Invisalign is an invisible appliance. Treatment includes clear or transparent trays that are custom created to fit your set of teeth. Your orthodontist will create multiple molds and you will have to move from one mold to another until your teeth finally move into the correct position. Adults often opt for Invisalign as they are clear and can easily go unnoticed. However, it is the higher cost of Invisalign that makes braces a more practical solution.
Although the factors that have the greatest impact on whether teeth are crooked fall under the hereditary category, certain steps may be taken to prevent them from happening. Some crooked teeth. For example, if you have a child whose baby teeth are losing and adult teeth are growing, making sure they don't suck their thumb can help prevent some misalignment.
Along the same lines, making sure that speech and chewing progress correctly can help prevent exacerbation of the genetic kink. As soon as possible, get an X-ray of your teeth and see if the dentist or orthodontist can provide any predictions about the problem areas to watch out for.
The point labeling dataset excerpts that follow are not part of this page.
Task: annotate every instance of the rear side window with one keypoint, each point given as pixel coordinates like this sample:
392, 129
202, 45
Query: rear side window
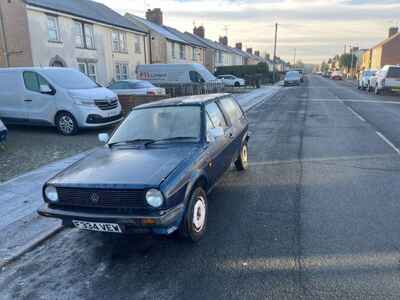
394, 73
232, 109
215, 115
33, 81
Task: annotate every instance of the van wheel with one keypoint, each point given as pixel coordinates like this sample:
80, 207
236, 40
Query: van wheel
66, 124
194, 222
242, 163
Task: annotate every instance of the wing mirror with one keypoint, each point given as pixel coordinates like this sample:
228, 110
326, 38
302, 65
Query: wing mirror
103, 137
214, 133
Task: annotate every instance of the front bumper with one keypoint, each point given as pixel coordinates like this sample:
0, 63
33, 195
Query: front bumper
159, 222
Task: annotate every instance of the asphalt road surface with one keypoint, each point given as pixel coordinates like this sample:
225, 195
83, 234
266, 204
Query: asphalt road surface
315, 217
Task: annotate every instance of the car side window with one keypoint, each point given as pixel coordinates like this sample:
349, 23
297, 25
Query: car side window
31, 81
232, 109
216, 116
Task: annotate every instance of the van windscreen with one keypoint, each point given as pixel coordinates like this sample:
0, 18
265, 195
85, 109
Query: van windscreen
70, 79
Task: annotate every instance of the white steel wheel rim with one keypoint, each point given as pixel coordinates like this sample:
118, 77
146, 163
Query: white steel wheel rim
66, 124
244, 155
199, 214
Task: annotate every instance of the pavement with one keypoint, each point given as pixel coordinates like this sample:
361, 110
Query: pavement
314, 217
21, 228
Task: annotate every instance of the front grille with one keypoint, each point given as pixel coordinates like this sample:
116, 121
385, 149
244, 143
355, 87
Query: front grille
102, 198
106, 104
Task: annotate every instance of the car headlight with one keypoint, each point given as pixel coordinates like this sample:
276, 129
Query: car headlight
51, 193
154, 198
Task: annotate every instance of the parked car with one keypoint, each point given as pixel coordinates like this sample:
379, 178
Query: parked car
136, 87
292, 78
155, 172
337, 75
231, 80
386, 79
301, 72
175, 73
364, 80
3, 132
61, 97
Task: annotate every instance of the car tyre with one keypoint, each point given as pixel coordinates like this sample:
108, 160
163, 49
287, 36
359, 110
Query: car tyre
66, 124
242, 163
194, 222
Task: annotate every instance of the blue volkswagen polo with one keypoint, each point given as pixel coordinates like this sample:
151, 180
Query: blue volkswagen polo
154, 173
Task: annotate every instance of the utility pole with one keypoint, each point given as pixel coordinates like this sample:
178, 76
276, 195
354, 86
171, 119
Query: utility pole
3, 33
276, 38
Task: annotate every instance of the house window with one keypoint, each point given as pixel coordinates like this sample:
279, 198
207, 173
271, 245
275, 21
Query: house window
89, 69
119, 42
84, 35
79, 41
121, 71
53, 30
182, 51
138, 48
173, 50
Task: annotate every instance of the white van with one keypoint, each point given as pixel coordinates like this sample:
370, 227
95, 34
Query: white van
60, 97
175, 73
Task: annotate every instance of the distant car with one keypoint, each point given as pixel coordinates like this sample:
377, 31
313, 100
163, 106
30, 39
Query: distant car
292, 78
231, 80
386, 79
3, 132
337, 75
136, 87
365, 78
155, 172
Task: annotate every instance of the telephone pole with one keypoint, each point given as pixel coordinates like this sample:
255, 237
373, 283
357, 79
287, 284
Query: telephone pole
276, 37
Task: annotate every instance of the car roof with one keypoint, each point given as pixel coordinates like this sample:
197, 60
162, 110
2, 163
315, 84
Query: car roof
185, 100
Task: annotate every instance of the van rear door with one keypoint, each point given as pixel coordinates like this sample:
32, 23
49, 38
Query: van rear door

Frequently Asked Questions:
Crooked and misaligned teeth are very common. Many children and adults have them. If your teeth are crooked, you're not supposed to feel like you need to straighten them.
When crooked teeth are ignored, gum disease, cavities, and breakage can occur. To save your smile and your health, consider getting orthodontic care that can help get your teeth straight and narrow again.
Crooked teeth offer more places for plaque to hide and be lost when brushing. Plaque buildup can lead to tooth decay, gum inflammation (swelling and bleeding), and ultimately gum disease.